BINTAN (HAKA) – Pemkab Bintan menggelar Kenduri dan Festival Durian Bintan 2026 di Lapangan Sepak Bola Bekapur, Desa Bintan Buyu, Minggu (26/7/2026).
Festival yang menjadi rangkaian Bintan Trekking 2026 itu, menarik 650 peserta dari berbagai daerah di Indonesia hingga mancanegara.
Bupati Roby Kurniawan mengatakan, festival itu menjadi upaya melestarikan budaya Melayu dan mempromosikan wisata alam dan kuliner khas Bintan.
“Kenduri ini bukan hanya tradisi makan bersama, tapi menjadi simbol syukur masyarakat Melayu dalam menjaga warisan budaya,” ujar Roby.
Panitia mencatat 30 peserta berasal dari Malaysia dan satu peserta dari Belanda.

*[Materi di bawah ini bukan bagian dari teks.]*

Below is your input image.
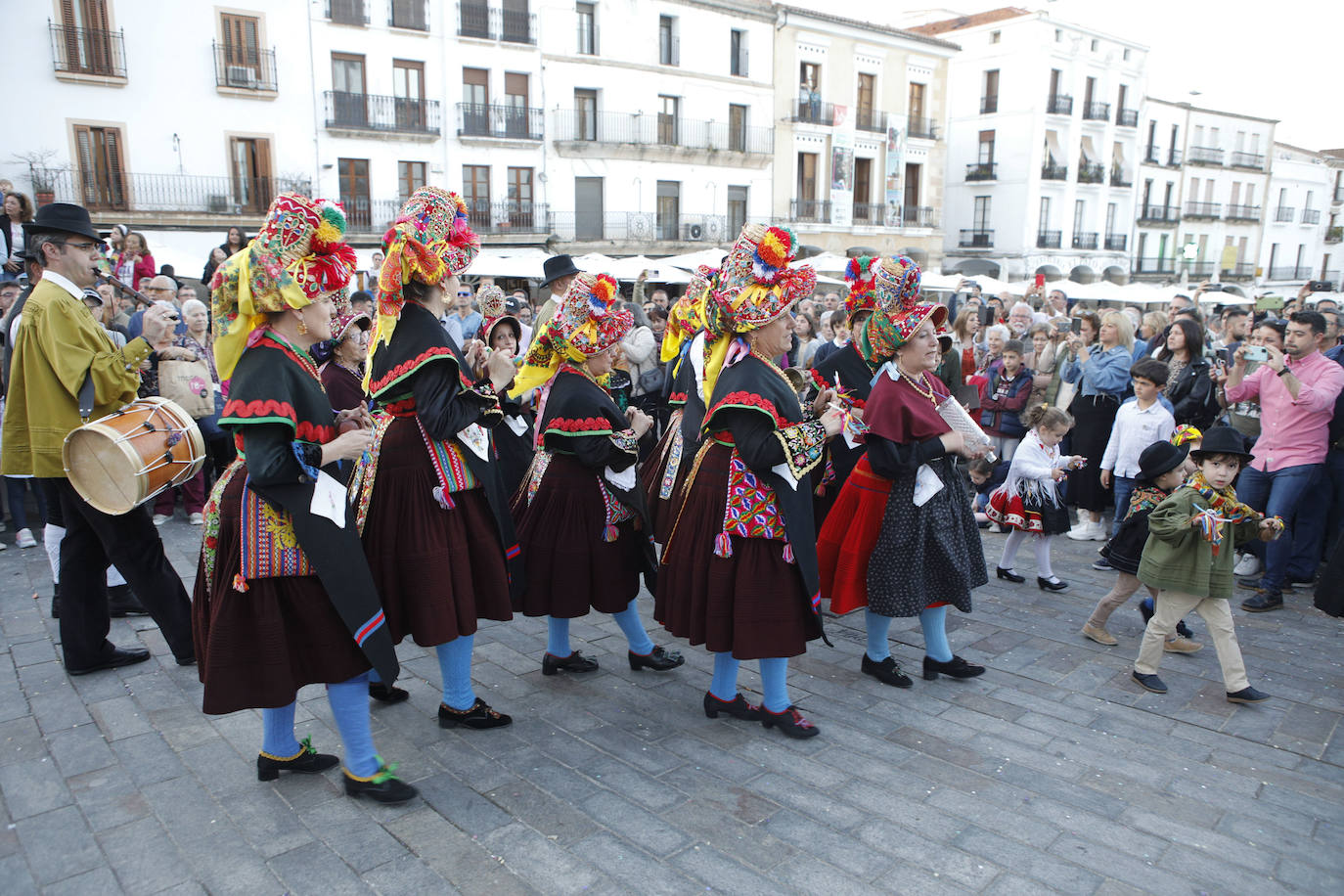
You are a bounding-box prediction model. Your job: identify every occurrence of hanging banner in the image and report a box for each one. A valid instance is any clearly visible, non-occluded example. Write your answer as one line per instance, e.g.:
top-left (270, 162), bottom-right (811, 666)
top-left (881, 125), bottom-right (906, 227)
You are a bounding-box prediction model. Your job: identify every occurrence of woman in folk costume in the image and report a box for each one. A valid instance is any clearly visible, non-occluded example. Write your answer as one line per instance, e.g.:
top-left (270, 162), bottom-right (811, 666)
top-left (812, 255), bottom-right (877, 530)
top-left (654, 224), bottom-right (842, 738)
top-left (192, 194), bottom-right (416, 802)
top-left (640, 265), bottom-right (719, 544)
top-left (475, 287), bottom-right (536, 498)
top-left (817, 256), bottom-right (988, 688)
top-left (511, 274), bottom-right (684, 676)
top-left (351, 187), bottom-right (521, 728)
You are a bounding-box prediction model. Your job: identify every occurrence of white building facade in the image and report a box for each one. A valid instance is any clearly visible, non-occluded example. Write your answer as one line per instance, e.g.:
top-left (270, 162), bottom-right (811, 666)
top-left (914, 8), bottom-right (1146, 282)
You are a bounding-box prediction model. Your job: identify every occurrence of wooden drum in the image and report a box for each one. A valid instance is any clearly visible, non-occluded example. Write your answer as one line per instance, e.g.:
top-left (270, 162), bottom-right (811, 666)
top-left (61, 398), bottom-right (205, 515)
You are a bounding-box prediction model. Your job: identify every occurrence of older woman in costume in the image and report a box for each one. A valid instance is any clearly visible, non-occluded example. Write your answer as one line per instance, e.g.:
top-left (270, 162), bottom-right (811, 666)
top-left (817, 258), bottom-right (988, 688)
top-left (351, 187), bottom-right (522, 728)
top-left (512, 274), bottom-right (684, 676)
top-left (640, 265), bottom-right (719, 544)
top-left (192, 194), bottom-right (416, 802)
top-left (654, 224), bottom-right (842, 738)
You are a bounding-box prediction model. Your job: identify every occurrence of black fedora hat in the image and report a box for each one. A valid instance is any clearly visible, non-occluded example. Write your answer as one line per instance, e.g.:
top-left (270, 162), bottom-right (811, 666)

Peserta lainnya datang dari Kepulauan Riau, Pulau Jawa, dan Makassar.
Sebelum festival berlangsung, panitia melepas 600 peserta Bintan Trekking 2026 menuju kawasan Gunung Bintan.
Tingginya jumlah peserta menunjukkan wisata alam Bintan semakin diminati wisatawan domestik maupun mancanegara.
Roby mengapresiasi zuriat Bentan, PT Royal Travel, Dinas Kebudayaan dan Pariwisata Bintan, serta seluruh pihak yang menyukseskan kegiatan tersebut.
Menurutnya, kolaborasi pemerintah, komunitas adat, pelaku usaha, dan masyarakat menjadi kekuatan utama mengembangkan pariwisata berbasis budaya.
Roby menegaskan Bintan memiliki panorama alam, budaya Melayu, serta Durian Daun sebagai produk unggulan dengan cita rasa khas.
Potensi itu, kata dia, mampu menggerakkan ekonomi masyarakat melalui promosi, festival, penguatan sektor pertanian, dan pengembangan UMKM.
“Jadikan budaya Melayu sebagai identitas yang membanggakan,” tutupnya. (rul)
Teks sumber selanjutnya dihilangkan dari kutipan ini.